Tribes file suit in Rapid City on behalf of Indian parents - KOTA Territory News

Tribes file suit, stage rally in Rapid City on behalf of Indian parents


Members of South Dakota's Indian tribes say they've watched for too long as the state's Department of Social Services removed children from the reservation and placed many of them in white foster homes.

And Thursday, they're took legal action.

Holding signs that read "Indian families have rights," and "When did kidnapping become legal?" members of several tribes stood in front of Rapid City's federal building.

The gathering preceded the filing of a class action lawsuit on behalf of three families alleging that the state's DSS has violated the Indian Child Welfare Act.

"It is disturbing how often Indian children are separated from their parents, tribes an d communities based on flimsy evidence," said Stephen Pevar, senior staff attorney with the American Civil Liberties Union's Racial Justice Program. "Whenever a family goes through the difficult separation process, state officials must ensure people's fundamental rights are not thrown out the window. These children, parents and tribes are entitled to more by federal law."

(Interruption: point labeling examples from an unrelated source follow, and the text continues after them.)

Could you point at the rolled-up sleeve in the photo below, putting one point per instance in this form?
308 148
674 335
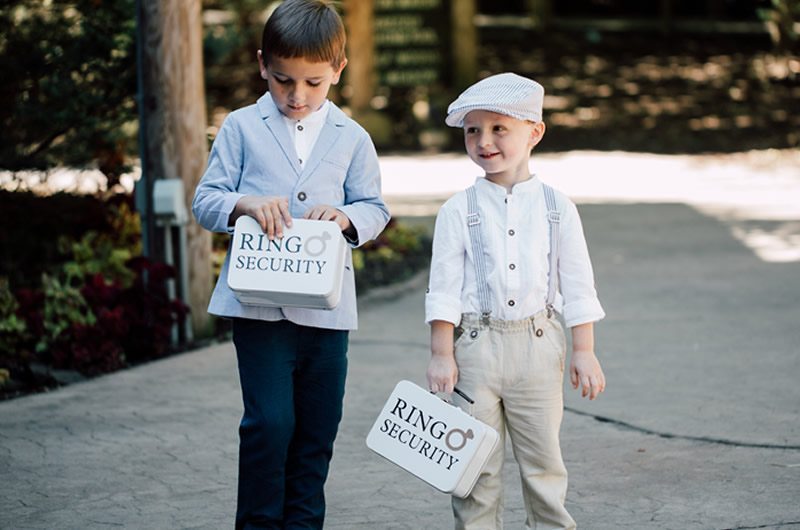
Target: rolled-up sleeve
443 298
215 196
576 277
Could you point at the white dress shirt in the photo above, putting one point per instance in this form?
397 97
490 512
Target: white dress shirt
304 133
515 235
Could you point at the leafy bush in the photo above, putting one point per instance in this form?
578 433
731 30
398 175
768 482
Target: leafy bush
97 306
396 255
68 85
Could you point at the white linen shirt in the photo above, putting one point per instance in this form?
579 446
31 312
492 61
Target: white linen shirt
515 235
304 133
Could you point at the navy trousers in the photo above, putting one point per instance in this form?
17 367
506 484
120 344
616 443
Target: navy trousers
292 381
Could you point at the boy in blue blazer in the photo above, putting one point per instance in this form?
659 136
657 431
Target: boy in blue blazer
293 154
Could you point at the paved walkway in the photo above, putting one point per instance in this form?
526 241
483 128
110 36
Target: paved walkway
699 427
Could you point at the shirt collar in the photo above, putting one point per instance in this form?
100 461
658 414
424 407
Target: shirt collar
529 186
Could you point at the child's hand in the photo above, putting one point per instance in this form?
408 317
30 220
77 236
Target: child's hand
442 373
442 370
323 212
268 211
585 370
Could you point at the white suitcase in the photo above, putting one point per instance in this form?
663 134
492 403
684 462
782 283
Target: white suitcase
302 269
432 439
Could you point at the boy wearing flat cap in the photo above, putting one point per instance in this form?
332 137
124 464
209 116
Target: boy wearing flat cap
508 255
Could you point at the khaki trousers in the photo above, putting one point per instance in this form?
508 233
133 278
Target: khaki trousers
514 371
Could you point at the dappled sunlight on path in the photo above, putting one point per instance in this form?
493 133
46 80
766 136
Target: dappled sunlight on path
756 193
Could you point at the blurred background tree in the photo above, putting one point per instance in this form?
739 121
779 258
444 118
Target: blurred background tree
68 84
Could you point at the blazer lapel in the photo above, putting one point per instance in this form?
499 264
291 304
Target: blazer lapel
327 138
273 119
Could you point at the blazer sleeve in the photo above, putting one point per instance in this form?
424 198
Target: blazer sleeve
363 203
217 193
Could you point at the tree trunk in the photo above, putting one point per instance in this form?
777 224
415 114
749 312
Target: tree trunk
175 121
360 72
464 43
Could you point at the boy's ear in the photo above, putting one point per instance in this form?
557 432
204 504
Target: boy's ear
537 132
261 66
338 71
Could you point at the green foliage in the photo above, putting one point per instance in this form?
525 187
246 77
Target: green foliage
396 255
13 330
68 83
104 253
64 307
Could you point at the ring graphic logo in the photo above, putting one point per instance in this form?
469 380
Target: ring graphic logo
258 252
425 434
304 268
432 439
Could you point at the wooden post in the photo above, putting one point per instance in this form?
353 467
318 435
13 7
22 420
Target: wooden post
360 72
464 43
175 119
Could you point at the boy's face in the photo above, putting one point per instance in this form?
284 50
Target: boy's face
499 144
298 87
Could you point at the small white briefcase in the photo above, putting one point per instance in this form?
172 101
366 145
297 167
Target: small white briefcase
302 269
432 439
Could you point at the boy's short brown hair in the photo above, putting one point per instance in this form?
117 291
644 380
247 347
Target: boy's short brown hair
311 29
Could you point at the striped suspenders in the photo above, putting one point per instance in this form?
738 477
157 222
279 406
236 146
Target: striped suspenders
476 240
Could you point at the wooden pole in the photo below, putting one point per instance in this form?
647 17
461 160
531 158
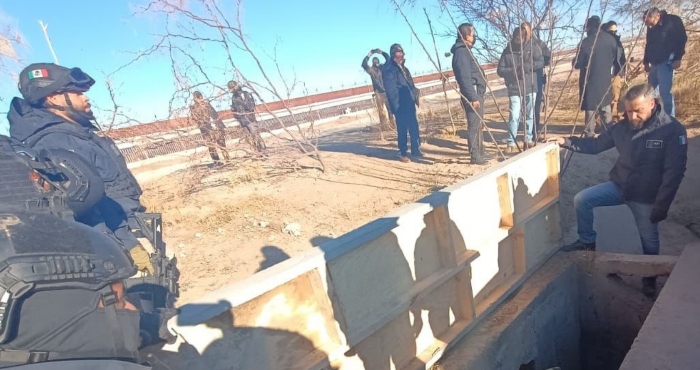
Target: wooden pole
44 28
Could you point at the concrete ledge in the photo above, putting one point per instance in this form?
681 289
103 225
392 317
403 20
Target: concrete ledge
393 293
634 264
670 336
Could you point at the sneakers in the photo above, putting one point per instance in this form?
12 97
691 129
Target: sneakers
578 246
649 286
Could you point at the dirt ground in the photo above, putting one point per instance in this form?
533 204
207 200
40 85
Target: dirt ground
226 223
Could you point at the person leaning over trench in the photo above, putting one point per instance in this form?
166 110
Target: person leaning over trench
653 154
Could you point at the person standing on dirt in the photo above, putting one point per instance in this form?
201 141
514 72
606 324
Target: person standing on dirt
472 87
375 73
55 114
205 117
517 66
596 58
403 97
619 70
652 162
243 107
541 77
665 47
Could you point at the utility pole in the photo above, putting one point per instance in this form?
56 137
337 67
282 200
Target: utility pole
44 27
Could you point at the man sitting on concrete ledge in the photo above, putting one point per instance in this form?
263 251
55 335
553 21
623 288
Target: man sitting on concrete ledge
653 153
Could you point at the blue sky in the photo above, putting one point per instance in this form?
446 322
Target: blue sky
321 43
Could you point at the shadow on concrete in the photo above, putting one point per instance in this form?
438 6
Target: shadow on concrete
237 347
346 285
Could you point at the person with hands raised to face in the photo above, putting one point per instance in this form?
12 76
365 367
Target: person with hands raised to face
375 73
653 154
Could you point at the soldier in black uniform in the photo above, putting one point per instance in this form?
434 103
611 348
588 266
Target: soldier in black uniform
64 304
653 154
243 107
55 114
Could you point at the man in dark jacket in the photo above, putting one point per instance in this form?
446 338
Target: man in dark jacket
596 56
665 47
653 154
375 73
243 107
619 69
55 114
472 86
541 76
205 117
403 96
517 66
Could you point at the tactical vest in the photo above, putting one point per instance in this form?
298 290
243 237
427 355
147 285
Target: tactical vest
21 183
125 185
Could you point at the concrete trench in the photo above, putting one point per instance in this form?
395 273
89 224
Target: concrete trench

Federal law requires that Native American children removed from homes be placed with relatives or put in foster care with other Native American families except in unusual circumstances.

This group claims that's not happening; native parents aren't receiving due process and the state isn't doing its part to keep Native children in Native homes.

"We're not looking for money, injunctive relief; we're looking for a systems change. We want the state to come to the table and say 'we want to work with you and do what's best for these children," said Juanita Scherich, member of the Coalition of Sioux Tribes.

"I know what we're up against but we have to keep fighting because we cannot - I don't believe - we can let native children go outside the tribe," said Mary Black Bonnet, who was adopted by a non-Native family.

The Department of Social Services has acknowledged a disproportionate number of Native American children are involved in the child welfare system.

Officials say this is because the state receives more referrals for alleged abuse and neglect involving Native American children.